Он не без удовольствия предвкушал, что женитьба на Маке Ландия поможет уладить множество важных дел. По мановению руки молодому человеку предоставятся всевозможные блага, которых достигают к глубокой старости, да и то лишь энергичным и самоотверженным трудом. Ученому, едва перешагнувшему за двадцать пять лет, гарантированы оплачиваемая творческая свобода и идеальные условия для научного труда. Не нужно терять времени и на тысячи домашних мелочей, которые так претят натуре Коринтели.
Еще пять минут, и придет главный врач.
Рамаз встал, решил одеться. Тут же передумал. Он считал, что Торадзе не заслуживает того, чтобы встречать его при полном параде.
Ровно в десять раздался звонок. Рамаз пошел открывать дверь. В прихожей еще раз остановился перед зеркалом. Сейчас ему не понравился взгляд юноши, смотрящего из зеркала. Орлиные светло-карие глаза почему-то не сверкали огнем, как всегда, а походили на кратеры потухших вулканов.
Снова звонок. На сей раз на кнопку жали более настойчиво.

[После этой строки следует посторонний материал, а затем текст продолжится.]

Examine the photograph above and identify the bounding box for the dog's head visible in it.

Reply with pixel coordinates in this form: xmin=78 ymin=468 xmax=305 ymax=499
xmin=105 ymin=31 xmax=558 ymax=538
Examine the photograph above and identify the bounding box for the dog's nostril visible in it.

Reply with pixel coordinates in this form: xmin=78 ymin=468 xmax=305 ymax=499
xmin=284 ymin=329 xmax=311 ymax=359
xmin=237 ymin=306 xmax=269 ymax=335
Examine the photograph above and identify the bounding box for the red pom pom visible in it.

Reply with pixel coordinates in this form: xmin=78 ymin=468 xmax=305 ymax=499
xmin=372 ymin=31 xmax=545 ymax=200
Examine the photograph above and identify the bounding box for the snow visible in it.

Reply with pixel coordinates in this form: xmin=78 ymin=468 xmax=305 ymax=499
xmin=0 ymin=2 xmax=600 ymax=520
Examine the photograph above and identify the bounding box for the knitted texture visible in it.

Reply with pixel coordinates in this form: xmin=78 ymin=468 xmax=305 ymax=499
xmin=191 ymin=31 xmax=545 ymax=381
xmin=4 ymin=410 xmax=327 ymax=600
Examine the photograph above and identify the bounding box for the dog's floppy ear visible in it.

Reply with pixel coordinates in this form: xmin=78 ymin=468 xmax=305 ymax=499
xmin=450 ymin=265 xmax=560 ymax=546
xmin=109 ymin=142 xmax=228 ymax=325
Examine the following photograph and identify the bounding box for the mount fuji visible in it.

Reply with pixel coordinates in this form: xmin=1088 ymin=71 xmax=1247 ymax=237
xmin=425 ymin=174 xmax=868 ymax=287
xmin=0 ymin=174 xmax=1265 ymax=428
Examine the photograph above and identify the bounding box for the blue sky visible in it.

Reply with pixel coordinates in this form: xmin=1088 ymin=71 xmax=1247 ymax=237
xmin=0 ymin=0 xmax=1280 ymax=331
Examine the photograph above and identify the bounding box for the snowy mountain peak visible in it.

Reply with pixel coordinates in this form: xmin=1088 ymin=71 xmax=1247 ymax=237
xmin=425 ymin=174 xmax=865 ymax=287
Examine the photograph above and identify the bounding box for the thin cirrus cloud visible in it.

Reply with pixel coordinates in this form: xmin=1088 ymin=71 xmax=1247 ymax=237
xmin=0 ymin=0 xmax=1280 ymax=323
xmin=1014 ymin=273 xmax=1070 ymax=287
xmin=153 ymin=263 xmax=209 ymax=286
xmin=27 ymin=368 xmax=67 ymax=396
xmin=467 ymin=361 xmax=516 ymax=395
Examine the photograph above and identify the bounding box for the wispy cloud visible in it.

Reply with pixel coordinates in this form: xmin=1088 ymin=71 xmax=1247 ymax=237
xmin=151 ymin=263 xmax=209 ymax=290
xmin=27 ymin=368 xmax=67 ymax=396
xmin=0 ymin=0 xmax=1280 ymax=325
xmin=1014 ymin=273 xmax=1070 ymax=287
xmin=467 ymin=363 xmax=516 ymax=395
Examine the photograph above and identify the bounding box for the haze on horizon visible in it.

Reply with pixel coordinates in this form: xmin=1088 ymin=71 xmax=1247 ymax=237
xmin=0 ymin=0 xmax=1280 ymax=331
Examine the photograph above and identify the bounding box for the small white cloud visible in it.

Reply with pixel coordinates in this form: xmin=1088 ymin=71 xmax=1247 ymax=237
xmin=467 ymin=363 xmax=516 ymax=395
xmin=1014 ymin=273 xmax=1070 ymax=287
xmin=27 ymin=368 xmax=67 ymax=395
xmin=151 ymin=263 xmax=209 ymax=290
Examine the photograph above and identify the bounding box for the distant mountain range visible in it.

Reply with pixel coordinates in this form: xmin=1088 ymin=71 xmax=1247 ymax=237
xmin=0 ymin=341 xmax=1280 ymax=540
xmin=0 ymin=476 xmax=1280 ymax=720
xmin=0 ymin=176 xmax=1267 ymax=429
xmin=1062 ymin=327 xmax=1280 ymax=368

Рамаз открыл дверь. У Торадзе был такой убитый вид, что он сразу понял — главный врач пришел со страшной новостью.
— Что случилось?
Рамаз быстро закрыл дверь и пропустил гостя вперед.
Торадзе тяжелым шагом прошел в комнату, неловко опустился в кресло и горестно вздохнул.
— Я, кажется, спрашиваю тебя, что случилось? — Во второй раз на протяжении их долгого знакомства Рамаз обратился к Торадзе на «ты».
Главный врач затравленно посмотрел на него.
— Случилось то, к чему долгое время вы и я были внутренне готовы! — Торадзе извлек из кармана белоснежный носовой платок и вытер лоб.
— А все-таки?
— Конечно, человек жив надеждой, однако…
— Кончай говорить обиняками! — закричал выведенный из терпения Рамаз.